Poems for Plants
Role: UX Designer
6 weeks (2020)
→ 3 designers
→ Edge Impulse
Poems for Plants is a voice-controlled watering device for house plants that responds to poetry.
This project was inspired by the slow process of plants and explores how to reflect this through slow and gentle interaction using technology to create a meaningful experience rather than simply replace the task of watering plants.
Project goal and outcome
Poems for Plants aims to enhance the relationship between humans and their houseplants over time by sharing a meaningful watering experience together.
The experience of Poems for Plants allowed the human participants to reflect upon the perspective of their houseplants and invoked a sense of curiosity of the plant’s experience and growth. The experience allowed the human participants to empathise with the houseplant and create a new bond which can develop over time as the plant slowly grows.
Why Poems? Why Plants?
This project aims to combine these benefits of plants and poetry to create a meaningful experience experience that benefits both human and plant.

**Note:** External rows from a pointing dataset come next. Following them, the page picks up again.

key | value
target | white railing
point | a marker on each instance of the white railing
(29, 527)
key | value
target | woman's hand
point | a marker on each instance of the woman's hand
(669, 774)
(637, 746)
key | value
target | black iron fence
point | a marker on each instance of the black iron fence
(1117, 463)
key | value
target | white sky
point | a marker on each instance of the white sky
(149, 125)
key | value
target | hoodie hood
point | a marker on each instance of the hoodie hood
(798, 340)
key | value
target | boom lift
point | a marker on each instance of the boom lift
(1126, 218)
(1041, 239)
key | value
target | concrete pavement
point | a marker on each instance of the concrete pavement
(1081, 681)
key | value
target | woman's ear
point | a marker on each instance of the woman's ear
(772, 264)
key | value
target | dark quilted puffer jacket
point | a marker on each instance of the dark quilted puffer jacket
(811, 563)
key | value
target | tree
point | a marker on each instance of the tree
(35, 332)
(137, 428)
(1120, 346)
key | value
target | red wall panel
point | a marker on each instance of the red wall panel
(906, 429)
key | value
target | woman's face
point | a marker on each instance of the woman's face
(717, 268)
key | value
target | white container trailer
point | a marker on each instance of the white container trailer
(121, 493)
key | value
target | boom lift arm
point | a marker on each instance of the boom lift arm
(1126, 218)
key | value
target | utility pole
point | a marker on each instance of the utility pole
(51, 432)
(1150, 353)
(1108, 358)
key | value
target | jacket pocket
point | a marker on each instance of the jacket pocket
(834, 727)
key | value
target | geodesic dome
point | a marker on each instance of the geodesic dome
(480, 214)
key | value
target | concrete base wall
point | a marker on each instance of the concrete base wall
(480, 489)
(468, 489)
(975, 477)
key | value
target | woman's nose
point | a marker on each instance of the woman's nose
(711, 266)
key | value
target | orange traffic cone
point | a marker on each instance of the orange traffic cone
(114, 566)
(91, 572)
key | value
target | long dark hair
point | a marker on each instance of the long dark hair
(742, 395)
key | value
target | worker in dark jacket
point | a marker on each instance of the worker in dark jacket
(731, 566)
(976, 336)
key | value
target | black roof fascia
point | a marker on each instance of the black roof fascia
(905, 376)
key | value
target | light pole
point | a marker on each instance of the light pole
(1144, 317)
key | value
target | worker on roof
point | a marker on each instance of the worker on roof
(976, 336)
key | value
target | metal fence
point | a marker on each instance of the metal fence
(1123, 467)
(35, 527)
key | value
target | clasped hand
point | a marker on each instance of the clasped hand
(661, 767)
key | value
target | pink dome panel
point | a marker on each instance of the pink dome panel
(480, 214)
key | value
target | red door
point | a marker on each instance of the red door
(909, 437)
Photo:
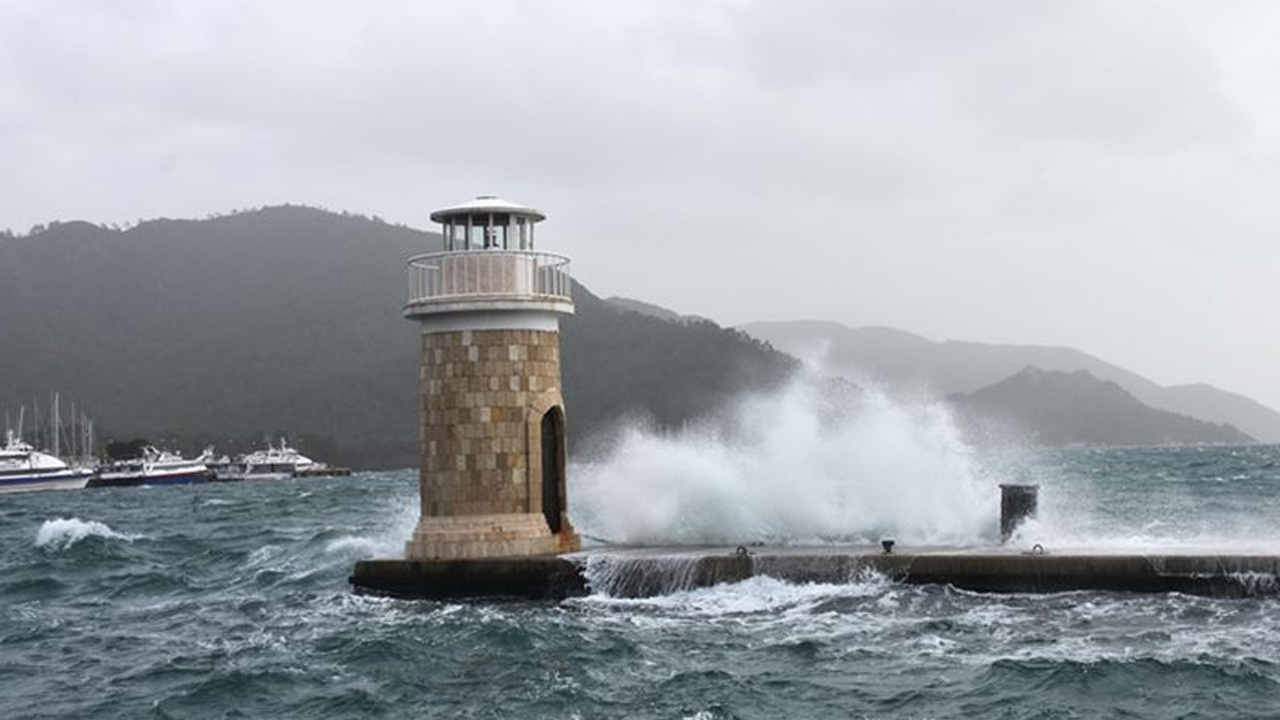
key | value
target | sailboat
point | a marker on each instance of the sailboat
(23, 468)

🪴 Plants can increase the overall wellness in people by reducing stress and anxiety and increases the feeling of presence by encouraging people to slow down and focus.
📚 Reading poetry encourages people to slow down and provides a space for self-reflection. The sound of a person's voice can positively affect plants and help them grow.
Users' reflections on their experience of Poems for Plants:
“It made the experience more purposeful because I was reading for the plant as well. I empathised with the plant while reading the words of the poem. It felt like a bond creation. ”
“I was more curious than usual when using Poems for Plants, to check if leaves were more shinny or perked up.”
“For the person you see the difference after a few days, but not yet for the plant.. It would get more intimate for the human and plant if it was used for a longer time.”
01 Research and Ideation
Mapping the existing relationship between people and houseplants
Sketching and bodystorming ideas of new forms of people-plant interactions
Prototyping ideas and experimenting with Arduino, voice recognition technology and plant watering methods.
03 Experience Evaluation
Testing and evaluating the experience of using Poems for Plants for both the person and the plant.
💧 Watering system
Poems for Plants uses the principle of capillary (the movement of water through a porous material against the force of gravity) to water the plant. We tested it using a water vessel, microfibre cloth and a range of plant types to find out how long the watering process took and how much water was needed for the different plants.
🔌 Water pump
We also experimented with electronics including a soil moisture sensor, peristaltic pump and an Arduino Sense BLE in order to calculate how much water the plant needs and programme a gentle flow of water to be released.
🗣 Voice recognition
We experimented with training with Edge Impulse (machine learning platform), to learn a selection of words from poems by Emily Dickinson in order to find out which words the platform was most responsive in order to activate the pump.
An lo-fi experience prototype was tested by a group of participants focusing on the experience of reading poetry to houseplants as a watering ritual to evaluate how the human related to the plant over time.
A selection of poems by Emily Dickinson were chosen for the experience which explored the theme of our relationship with nature. The participants recorded their reflections after each watering ritual to evaluate their experience over time. After the the prototype testing, semi-structured interviews were conducted with the participants to evaluate their experience and capture insights.
The watering process
The human asks the plant which poem it would like to be read by placing the moisture sensor in the plant's soil. The moisture sensor reads how the level of moisture in the soil.
The moisture sensor sends the value to the Arduino which activates the pump to release a certain number of bubbles depending on how much water the plant needs. The number of bubbles indicates which poem should be read from the book. Each poem triggers a different amount of water to be released.
The person reads the chosen poem to the plant to start the watering process. The Arduino uses trained voice recognition software to respond to certain words from the poem and activate the pump. The pump slowly releases water through a tube to the base of the plant
The fabric base of the plant soaks up the water visualising the watering process as the material becomes wet. The plant uses capillary action to bring water up the roots and stems to the rest of the plant.
Once enough water has reached the plant's soil, the soil moisture sensor activates the pump to release a bubble into the water vessel. This signals to the person that the water process is complete.